The ultraound diagnosis of Chorioangioma is based on imaging of a well circumscribed, round, predominantly hypoechoic mass, often near the cord insertion site along the fetal surface of the placenta. They are known to protrude into the amniotic cavity. No definitive etiology or causative reason has been reported.

Giant Chorioangioma (> 40 mm in diameter) is a rare placental tumor associated with complications including polyhydramnios, fetal anemia, cardiomegaly, hydrops and increased perinatal mortality [2].

They can be managed conservatively or by therapeutic interventions including direct injection of various chemicals and laser coagulation of the feeding vessels [3, 4].

Injection of toxic substances for the treatment of chorioangioma carries the risk of potential fetal exposure, to which one fetal death has been attributed [3]. Laser photocoagulation can be performed either fetoscopically [4] or using an ultrasound guided interstitial laser coagulation [5]. Fetoscpoy has a reported success of 60–80%, but this may be difficult in cases of anterior placenta [4, 6].

In a series by Zanardini [6], the chorioangiomas treated by laser photocoagulation were between 3.5 and 5.4 cm, and close proximity to the cord was considered (as in our case) a contraindication because of fear of excess thermal damage. But Papaioannou et al [7] published a case report of laser photocoagulation of an angioma14 cm at widest diameter, near the placental cord insertion.

Hosseinzadeh et al. [8] have also described prenatal therapy for large chorioangiomas.

Even though the present times with technological advances demand advanced options, in a vast country like ours, it may not always be possible. Hence we should have an idea about conservative management, which may be used to have good outcomes without jeopardising maternal and fetal wellbeing [9, 10].

We managed our case conservatively because even though the expertise of other imaging and obstetric radiological interventions was available, intervention in chorioangioma had not been attempted by us earlier. The couple and family were counselled and advice of close followup and increased surveillance was given. The patient willingly accepted this.

Conclusion

This case signifies the importance of counselling  and case documentation.

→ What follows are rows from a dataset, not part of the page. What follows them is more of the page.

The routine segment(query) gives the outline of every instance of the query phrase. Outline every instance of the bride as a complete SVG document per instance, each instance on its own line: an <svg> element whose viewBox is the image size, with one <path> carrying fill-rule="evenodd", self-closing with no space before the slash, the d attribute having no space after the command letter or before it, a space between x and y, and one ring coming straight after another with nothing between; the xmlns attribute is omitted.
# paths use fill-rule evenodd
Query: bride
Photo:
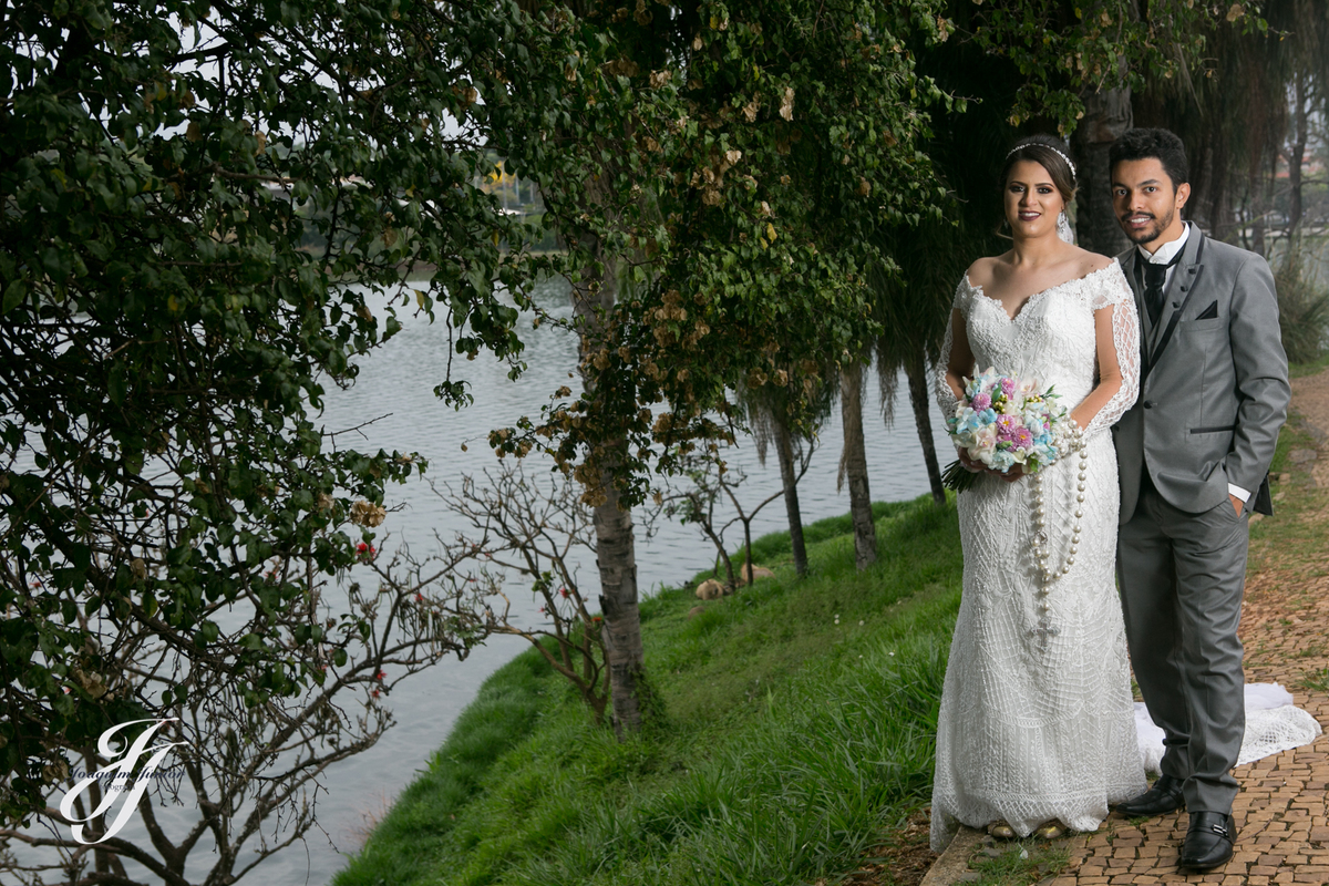
<svg viewBox="0 0 1329 886"><path fill-rule="evenodd" d="M1063 150L1035 135L1007 155L1013 246L960 282L938 367L944 414L966 376L993 367L1053 387L1080 433L1038 474L989 472L960 494L965 578L937 724L937 851L960 824L1007 838L1095 830L1110 804L1146 788L1107 433L1135 402L1139 324L1116 260L1070 242L1075 169Z"/></svg>

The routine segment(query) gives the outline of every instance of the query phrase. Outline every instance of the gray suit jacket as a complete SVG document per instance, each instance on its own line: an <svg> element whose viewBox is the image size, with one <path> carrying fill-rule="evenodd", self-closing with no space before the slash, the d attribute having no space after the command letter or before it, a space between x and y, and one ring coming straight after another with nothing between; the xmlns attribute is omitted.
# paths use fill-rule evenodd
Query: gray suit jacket
<svg viewBox="0 0 1329 886"><path fill-rule="evenodd" d="M1268 472L1288 414L1288 357L1269 266L1255 252L1191 236L1164 292L1155 328L1143 302L1139 252L1118 256L1140 312L1140 396L1112 428L1122 522L1135 513L1140 476L1172 506L1201 513L1228 484L1268 505ZM1259 490L1259 491L1257 491Z"/></svg>

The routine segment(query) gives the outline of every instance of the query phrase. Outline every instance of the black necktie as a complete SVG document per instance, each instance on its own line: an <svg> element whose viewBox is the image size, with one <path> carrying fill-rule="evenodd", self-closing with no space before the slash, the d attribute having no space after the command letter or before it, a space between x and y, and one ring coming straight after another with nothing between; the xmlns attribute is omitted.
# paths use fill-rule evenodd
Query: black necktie
<svg viewBox="0 0 1329 886"><path fill-rule="evenodd" d="M1159 316L1163 315L1163 287L1167 284L1167 270L1181 260L1184 251L1177 250L1167 264L1144 262L1144 310L1150 312L1150 325L1158 325Z"/></svg>

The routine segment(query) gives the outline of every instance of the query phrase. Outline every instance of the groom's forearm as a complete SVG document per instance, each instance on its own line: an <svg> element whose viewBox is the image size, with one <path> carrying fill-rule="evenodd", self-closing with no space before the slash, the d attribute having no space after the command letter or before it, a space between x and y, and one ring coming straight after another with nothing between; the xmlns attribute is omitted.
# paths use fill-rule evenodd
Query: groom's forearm
<svg viewBox="0 0 1329 886"><path fill-rule="evenodd" d="M1292 397L1273 275L1259 256L1252 256L1237 272L1229 340L1240 405L1224 470L1231 484L1255 490L1273 461Z"/></svg>

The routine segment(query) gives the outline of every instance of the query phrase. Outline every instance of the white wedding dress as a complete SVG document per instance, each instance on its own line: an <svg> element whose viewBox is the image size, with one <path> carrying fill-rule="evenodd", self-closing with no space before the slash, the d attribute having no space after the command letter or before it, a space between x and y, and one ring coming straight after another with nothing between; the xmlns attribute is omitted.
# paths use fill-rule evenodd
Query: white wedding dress
<svg viewBox="0 0 1329 886"><path fill-rule="evenodd" d="M1131 290L1114 260L1039 292L1011 320L979 287L961 280L956 310L977 369L1037 379L1074 409L1096 384L1094 320L1112 311L1120 391L1086 428L1087 476L1079 549L1042 611L1034 538L1034 484L985 476L960 494L964 596L937 724L932 846L960 824L1010 822L1027 836L1049 820L1094 830L1108 804L1147 788L1136 741L1126 631L1115 583L1119 489L1108 428L1139 389L1139 324ZM937 399L953 414L945 380L948 327ZM1075 523L1079 458L1043 472L1049 563L1066 563Z"/></svg>

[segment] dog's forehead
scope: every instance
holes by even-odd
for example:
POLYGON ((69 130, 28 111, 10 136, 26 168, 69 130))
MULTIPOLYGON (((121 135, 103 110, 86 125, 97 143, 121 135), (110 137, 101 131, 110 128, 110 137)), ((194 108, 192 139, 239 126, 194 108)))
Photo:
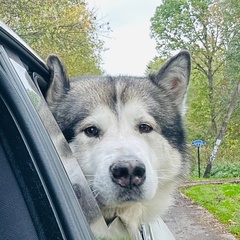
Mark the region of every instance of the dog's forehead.
POLYGON ((132 99, 147 101, 157 90, 147 78, 124 76, 86 77, 74 81, 72 85, 72 94, 78 95, 81 105, 96 107, 107 104, 112 109, 116 108, 116 104, 125 104, 132 99))

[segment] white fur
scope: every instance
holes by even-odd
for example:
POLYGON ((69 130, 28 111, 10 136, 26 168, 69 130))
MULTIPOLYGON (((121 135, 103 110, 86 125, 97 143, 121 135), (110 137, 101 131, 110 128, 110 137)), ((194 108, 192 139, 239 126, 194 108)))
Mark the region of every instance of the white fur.
POLYGON ((96 198, 102 203, 104 217, 119 216, 134 234, 141 223, 162 215, 171 203, 181 156, 159 134, 154 118, 143 103, 132 100, 118 108, 118 115, 108 106, 94 109, 78 126, 79 134, 70 146, 96 198), (154 130, 139 133, 136 126, 142 122, 150 124, 154 130), (82 131, 92 125, 101 129, 100 138, 89 138, 82 131), (111 180, 109 167, 121 156, 123 160, 125 156, 133 156, 146 167, 146 181, 141 186, 143 194, 138 201, 123 203, 116 198, 118 187, 111 180))

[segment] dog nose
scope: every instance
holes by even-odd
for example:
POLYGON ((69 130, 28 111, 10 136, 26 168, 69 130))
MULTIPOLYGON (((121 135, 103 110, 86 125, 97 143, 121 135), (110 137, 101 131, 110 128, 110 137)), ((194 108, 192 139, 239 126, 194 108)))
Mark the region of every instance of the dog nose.
POLYGON ((138 160, 119 161, 110 167, 112 181, 121 187, 132 188, 143 184, 145 165, 138 160))

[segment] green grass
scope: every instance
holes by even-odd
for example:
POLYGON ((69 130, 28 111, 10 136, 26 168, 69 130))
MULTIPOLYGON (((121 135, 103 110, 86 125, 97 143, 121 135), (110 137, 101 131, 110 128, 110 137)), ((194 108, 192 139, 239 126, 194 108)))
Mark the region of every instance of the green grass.
MULTIPOLYGON (((201 164, 201 177, 204 174, 207 163, 201 164)), ((236 162, 214 162, 211 170, 211 179, 219 179, 219 178, 236 178, 240 177, 240 161, 236 162)), ((193 164, 191 178, 198 178, 198 166, 196 163, 193 164)))
POLYGON ((205 184, 183 188, 181 191, 208 209, 240 239, 240 184, 205 184))

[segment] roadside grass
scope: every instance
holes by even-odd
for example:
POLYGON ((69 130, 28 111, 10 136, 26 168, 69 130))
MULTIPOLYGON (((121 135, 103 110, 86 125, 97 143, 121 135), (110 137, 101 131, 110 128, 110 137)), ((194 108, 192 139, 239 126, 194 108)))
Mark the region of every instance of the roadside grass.
POLYGON ((203 184, 181 192, 209 210, 240 239, 240 184, 203 184))
MULTIPOLYGON (((203 178, 203 174, 207 163, 202 163, 200 166, 201 170, 201 179, 203 178)), ((212 166, 211 170, 211 179, 220 179, 220 178, 237 178, 240 177, 240 161, 236 162, 216 162, 212 166)), ((194 163, 190 175, 191 179, 199 179, 198 178, 198 166, 194 163)))

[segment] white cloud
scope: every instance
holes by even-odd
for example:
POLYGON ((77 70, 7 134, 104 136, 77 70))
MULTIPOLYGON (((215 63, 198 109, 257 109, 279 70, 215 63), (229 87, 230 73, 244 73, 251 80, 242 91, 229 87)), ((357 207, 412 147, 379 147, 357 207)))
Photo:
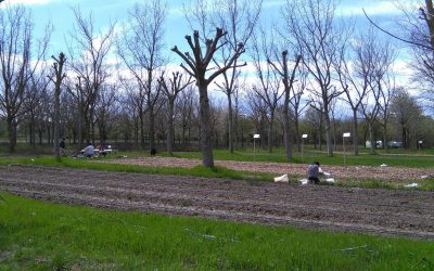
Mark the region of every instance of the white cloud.
POLYGON ((398 14, 401 12, 392 1, 365 1, 365 3, 343 4, 337 8, 337 13, 343 16, 359 16, 363 15, 363 9, 370 16, 398 14))
POLYGON ((7 0, 7 1, 4 1, 4 3, 7 3, 7 4, 24 4, 24 5, 48 4, 51 2, 52 2, 52 0, 7 0))

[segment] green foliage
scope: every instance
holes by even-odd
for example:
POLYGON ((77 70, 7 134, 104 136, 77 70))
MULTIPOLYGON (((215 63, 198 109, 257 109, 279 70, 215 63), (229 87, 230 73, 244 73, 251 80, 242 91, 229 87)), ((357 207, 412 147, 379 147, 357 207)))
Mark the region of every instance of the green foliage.
POLYGON ((432 243, 108 211, 3 194, 0 270, 432 270, 432 243))

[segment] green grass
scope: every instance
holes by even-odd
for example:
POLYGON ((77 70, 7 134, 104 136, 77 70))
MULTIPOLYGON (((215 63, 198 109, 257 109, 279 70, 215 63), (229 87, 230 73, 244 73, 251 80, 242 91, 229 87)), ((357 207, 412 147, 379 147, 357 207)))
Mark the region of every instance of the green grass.
POLYGON ((2 194, 0 270, 433 270, 433 243, 2 194))

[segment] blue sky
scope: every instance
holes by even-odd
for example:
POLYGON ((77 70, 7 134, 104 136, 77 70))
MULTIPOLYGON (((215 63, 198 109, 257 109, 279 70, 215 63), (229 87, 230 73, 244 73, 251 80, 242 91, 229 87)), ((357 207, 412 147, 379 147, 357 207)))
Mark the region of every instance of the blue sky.
MULTIPOLYGON (((254 0, 253 0, 254 1, 254 0)), ((409 0, 407 0, 409 1, 409 0)), ((65 39, 72 29, 74 22, 72 7, 79 5, 84 13, 92 12, 95 25, 99 28, 106 27, 110 22, 126 22, 128 11, 137 0, 7 0, 2 4, 21 3, 31 10, 36 36, 47 22, 54 25, 52 35, 53 53, 65 50, 65 39)), ((182 44, 183 36, 190 33, 189 26, 182 15, 182 0, 166 0, 168 17, 166 23, 166 44, 171 48, 174 44, 182 44)), ((264 0, 264 17, 277 17, 279 10, 285 0, 264 0)), ((360 24, 368 24, 361 13, 365 8, 368 13, 380 24, 393 26, 393 18, 400 14, 391 0, 344 0, 341 1, 337 13, 344 16, 353 15, 360 24)), ((67 41, 66 41, 67 42, 67 41)))

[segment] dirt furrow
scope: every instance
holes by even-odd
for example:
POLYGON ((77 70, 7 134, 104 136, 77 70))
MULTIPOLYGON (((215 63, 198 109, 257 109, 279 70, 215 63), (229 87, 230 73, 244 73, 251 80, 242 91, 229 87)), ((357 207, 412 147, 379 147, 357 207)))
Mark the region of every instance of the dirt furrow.
POLYGON ((0 190, 54 202, 434 237, 434 194, 50 167, 0 167, 0 190), (4 169, 4 170, 3 170, 4 169))

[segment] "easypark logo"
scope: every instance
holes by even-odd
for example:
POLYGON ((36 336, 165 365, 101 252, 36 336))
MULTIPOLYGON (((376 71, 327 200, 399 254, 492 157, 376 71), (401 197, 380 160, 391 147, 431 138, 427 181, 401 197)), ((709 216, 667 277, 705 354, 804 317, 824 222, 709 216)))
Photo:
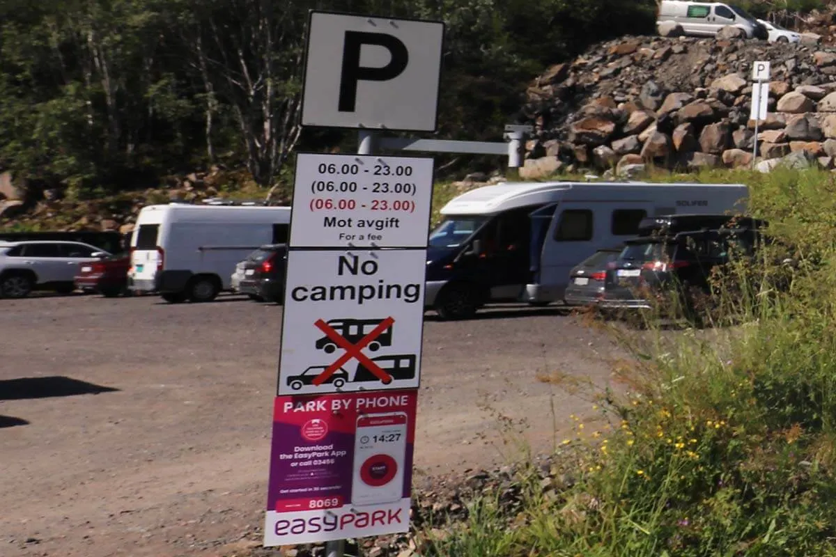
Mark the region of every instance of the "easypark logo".
MULTIPOLYGON (((277 536, 299 535, 303 534, 316 534, 318 532, 334 532, 351 529, 362 532, 365 529, 380 526, 403 524, 403 509, 389 509, 375 510, 371 513, 349 512, 343 514, 327 514, 312 516, 309 519, 293 519, 276 520, 273 532, 277 536)), ((348 537, 362 537, 363 534, 348 537)))

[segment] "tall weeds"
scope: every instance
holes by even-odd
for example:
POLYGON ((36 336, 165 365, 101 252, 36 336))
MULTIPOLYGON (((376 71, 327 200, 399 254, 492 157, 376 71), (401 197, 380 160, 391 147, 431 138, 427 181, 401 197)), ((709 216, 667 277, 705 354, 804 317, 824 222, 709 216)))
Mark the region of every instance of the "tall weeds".
POLYGON ((635 357, 629 392, 570 457, 573 487, 532 484, 524 516, 480 510, 431 554, 836 555, 836 180, 696 180, 749 184, 781 242, 715 277, 709 327, 607 325, 635 357))

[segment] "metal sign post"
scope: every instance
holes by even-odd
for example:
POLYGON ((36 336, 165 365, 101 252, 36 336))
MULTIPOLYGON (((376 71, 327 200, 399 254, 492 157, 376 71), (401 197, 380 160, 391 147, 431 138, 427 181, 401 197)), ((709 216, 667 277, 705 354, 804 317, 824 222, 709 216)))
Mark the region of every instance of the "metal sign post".
POLYGON ((749 119, 755 120, 755 137, 752 141, 752 167, 757 160, 757 134, 761 120, 767 119, 769 104, 769 63, 756 62, 752 68, 752 109, 749 119))
POLYGON ((357 154, 298 154, 264 545, 410 527, 431 157, 522 165, 507 142, 381 137, 436 129, 444 23, 312 10, 302 124, 357 129, 357 154))

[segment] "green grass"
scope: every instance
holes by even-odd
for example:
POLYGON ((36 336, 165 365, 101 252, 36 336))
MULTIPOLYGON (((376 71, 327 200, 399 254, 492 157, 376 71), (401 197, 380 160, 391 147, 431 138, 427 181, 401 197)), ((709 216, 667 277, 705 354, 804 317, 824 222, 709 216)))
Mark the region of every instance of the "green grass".
POLYGON ((619 370, 627 394, 602 404, 609 433, 579 428, 562 446, 575 484, 552 497, 531 484, 520 509, 486 494, 426 554, 836 555, 836 180, 689 179, 750 185, 752 212, 802 258, 788 290, 752 280, 785 271, 765 251, 728 270, 737 290, 718 286, 711 321, 723 327, 596 323, 634 359, 619 370))

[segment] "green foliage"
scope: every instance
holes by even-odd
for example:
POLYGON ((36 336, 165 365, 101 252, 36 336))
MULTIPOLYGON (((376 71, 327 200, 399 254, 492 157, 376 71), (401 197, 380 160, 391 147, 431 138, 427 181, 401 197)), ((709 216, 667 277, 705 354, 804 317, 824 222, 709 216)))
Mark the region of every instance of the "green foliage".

If intervention is possible, that should be offered to the patient after counselling. Intervention prevents an increase in the size of hyperdynamic circulation and perinatal complications. Intervention if offered, should be done by an expert hand. If that is not possible, then the clinician should decide on conservative management. If the relatives are not willing for intervention, the clinician should be well versed with a conservative approach.